Il ressort de notre enquête que ce réseau exigerait de grosses sommes pour l’octroi du permis, le renouvellement du permis chaque deux ans et pour chaque importation de la main-d’œuvre. Il nous a fallu de longues semaines pour convaincre des agents-recruteurs à desserrer leurs dents. Les informations reçues de ceux qui ont eu le courage de briser l’omerta sont concordantes. Il faut trouver entre Rs 500 000 et Rs 1 million pour décrocher le précieux sésame, en d’autres mots le permis d’importation des travailleurs. Et entre Rs 200 000 et Rs 500 000 pour son renouvellement chaque deux ans. Sans compter entre Rs 10 000 et Rs 20 000 par travailleur importé du Bangladesh à chaque exercice de recrutement.
Selon les témoignages recueillis, la situation empire. Depuis quelque temps, il y a une concentration autour d’un cercle fermé d’agents-recruteurs. Ceux-ci raflent la grosse majorité des contrats avec l’aide du cercle dit « mafieux ». Cette information nous est confirmée par quelques propriétaires de PME. « J’avais soumis une demande pour quelques dizaines de travailleurs étrangers au ministère. Un beau jour, à mon grand étonnement, un monsieur m’appelle pour me proposer ses services d’agent-recruteur. Je lui ai fait comprendre que je travaille déjà avec un agent-recruteur. Il a fait pression sur moi et il m’a prévenu que mon dossier risquait de souffrir.
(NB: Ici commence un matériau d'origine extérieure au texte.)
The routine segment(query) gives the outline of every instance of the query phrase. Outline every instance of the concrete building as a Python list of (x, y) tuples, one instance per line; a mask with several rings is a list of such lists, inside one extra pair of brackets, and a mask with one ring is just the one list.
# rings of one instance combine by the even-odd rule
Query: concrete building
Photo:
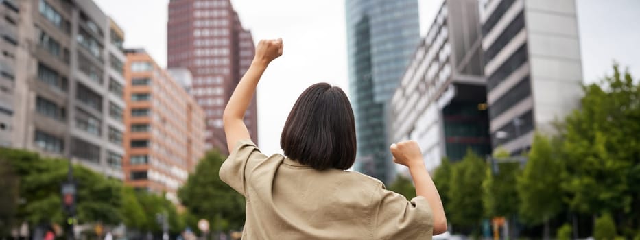
[(19, 7), (15, 0), (0, 0), (0, 147), (13, 145)]
[[(229, 0), (171, 0), (167, 28), (167, 66), (187, 68), (193, 75), (191, 95), (206, 115), (207, 148), (228, 154), (222, 112), (253, 60), (251, 32), (243, 28)], [(257, 143), (255, 97), (245, 123)]]
[(582, 80), (573, 0), (483, 3), (482, 49), (493, 147), (528, 149), (534, 131), (576, 108)]
[(204, 113), (144, 50), (126, 53), (126, 182), (177, 201), (178, 188), (204, 155)]
[(193, 86), (193, 75), (189, 69), (183, 67), (173, 69), (167, 69), (167, 72), (173, 77), (174, 80), (178, 82), (180, 86), (185, 88), (187, 93), (191, 93), (191, 88)]
[(13, 100), (2, 111), (12, 112), (9, 145), (122, 179), (122, 31), (91, 1), (2, 3), (18, 25), (2, 27), (3, 56), (15, 63), (13, 88), (3, 90)]
[(389, 182), (394, 167), (384, 116), (420, 38), (418, 1), (347, 0), (345, 8), (358, 145), (354, 168)]
[(491, 152), (477, 9), (443, 2), (391, 99), (391, 140), (418, 141), (429, 171)]

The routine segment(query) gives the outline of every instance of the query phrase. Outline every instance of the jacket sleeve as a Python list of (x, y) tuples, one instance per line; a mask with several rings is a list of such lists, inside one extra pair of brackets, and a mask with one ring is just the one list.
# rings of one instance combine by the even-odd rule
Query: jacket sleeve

Sur les conseils de mon agent, j’ai dû obtempérer », relate un patron d’une PME.
Face à cette situation, certains agents-recruteurs ont dû faire des promotions, comme proposer aux entreprises qu’ils vont encourir tous les frais, dont les billets d’avion et les frais administratifs. « C’est une aubaine qu’aucun homme d’affaires, entrepreneur ou autre commerçant ne laisse passer malgré le fait de savoir que ce sont ces travailleurs qui doivent faire les frais. Ils acceptent volontiers d’aider à plumer ces pauvres gens. C’est difficile pour nous de couvrir ces frais. Ces grosses sommes ne peuvent sortir de notre poche », révèle un agent-recruteur.
Voilà pourquoi des travailleurs bangladais doivent réunir plus de Rs 100 000 pour pouvoir se faire employer à Maurice. Quelques-uns d’entre eux n’ont pas tort de dire qu’ils sont vampirisés.
Une enquête réclamée
L’institution d’une commission d’enquête ou d’un Fact-Finding Committee s’avère nécessaire, selon certains employeurs qui ne sont pas trempés dans ce « big business. » À leur avis, l’enquête doit d’abord s’intéresser à la somme d’argent que les travailleurs ont dû remettre à des agents-recruteurs. Ensuite, il faut procéder à l’interrogatoire de ces agents-recruteurs pour l’utilisation « roupie par roupie » de cette somme. « Cela va permettre de faire la lumière sur tous ceux qui profitent des malheurs de ces travailleurs étrangers. On saura qui sont ceux qui ont pris des pots-de-vin », considèrent-ils.